• He declared Indian independence as a day of slavery and declared it as a day of mourning. He fought for the separation of Tamil areas of India and Sri Lanka and for the human rights of the oppressed Tamil diaspora. He backed colonial rule and attempted to forge an alliance with both Ambedkar and Jinnah.
  • EVR’s comment on Tamil as a “language of barbarians” haunted him later in life. He was a strong proponent of embracing English as the global language and dropping Tamil from academics. To this day, his followers choose to ignore discussions on this topic.
  • Early in his political life, EVR had derided Tirukkural and an anachronism and a tool for Aryan aggrandisement.
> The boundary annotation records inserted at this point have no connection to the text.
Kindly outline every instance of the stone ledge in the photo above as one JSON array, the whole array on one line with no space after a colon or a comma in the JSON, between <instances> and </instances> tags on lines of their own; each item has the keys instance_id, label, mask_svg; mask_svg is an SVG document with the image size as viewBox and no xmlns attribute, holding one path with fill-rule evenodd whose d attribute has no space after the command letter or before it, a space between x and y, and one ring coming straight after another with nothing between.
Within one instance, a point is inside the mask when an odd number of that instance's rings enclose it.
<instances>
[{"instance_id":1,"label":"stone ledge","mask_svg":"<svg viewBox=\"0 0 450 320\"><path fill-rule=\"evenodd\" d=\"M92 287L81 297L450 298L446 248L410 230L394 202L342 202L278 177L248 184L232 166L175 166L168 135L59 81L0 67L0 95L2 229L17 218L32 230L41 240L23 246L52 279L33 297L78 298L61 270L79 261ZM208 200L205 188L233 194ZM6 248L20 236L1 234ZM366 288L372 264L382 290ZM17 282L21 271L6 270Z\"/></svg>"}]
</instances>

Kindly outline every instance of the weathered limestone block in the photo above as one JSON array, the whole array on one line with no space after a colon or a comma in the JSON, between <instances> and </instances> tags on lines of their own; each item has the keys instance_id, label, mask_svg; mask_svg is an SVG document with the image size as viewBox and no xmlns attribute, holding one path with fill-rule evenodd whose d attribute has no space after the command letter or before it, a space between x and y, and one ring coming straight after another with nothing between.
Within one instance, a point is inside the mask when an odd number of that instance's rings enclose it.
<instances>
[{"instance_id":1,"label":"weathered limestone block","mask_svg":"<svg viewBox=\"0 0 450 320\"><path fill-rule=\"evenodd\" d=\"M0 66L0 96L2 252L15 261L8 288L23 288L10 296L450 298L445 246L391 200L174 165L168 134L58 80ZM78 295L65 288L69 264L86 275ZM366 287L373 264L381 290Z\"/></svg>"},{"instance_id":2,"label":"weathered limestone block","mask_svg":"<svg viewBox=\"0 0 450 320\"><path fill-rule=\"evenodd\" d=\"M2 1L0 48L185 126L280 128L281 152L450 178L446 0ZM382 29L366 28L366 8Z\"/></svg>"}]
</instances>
At a later point, he embraced it as the true guide and insisted it was a common guide for all religions. When prominent Muslims spoke out and commented that a man-made work, Tirukkural can never equal God-given verses (Qur’an), EVR and his rationalist thought observed silence.
  • In recent years, anti-Hindu and anti-Brahman movements such as neo-Buddhism have adopted Periyarite rhetoric into their propaganda. Other Anti-Brahman, anti-Hindu and anti-Semitic groups such as Dalitstan and Dalit Voice have combined Periyarite rhetoric with Afrocentric pseudohistory to portray Dalits as “Black-descended” and pitted against the “White” Brahmins.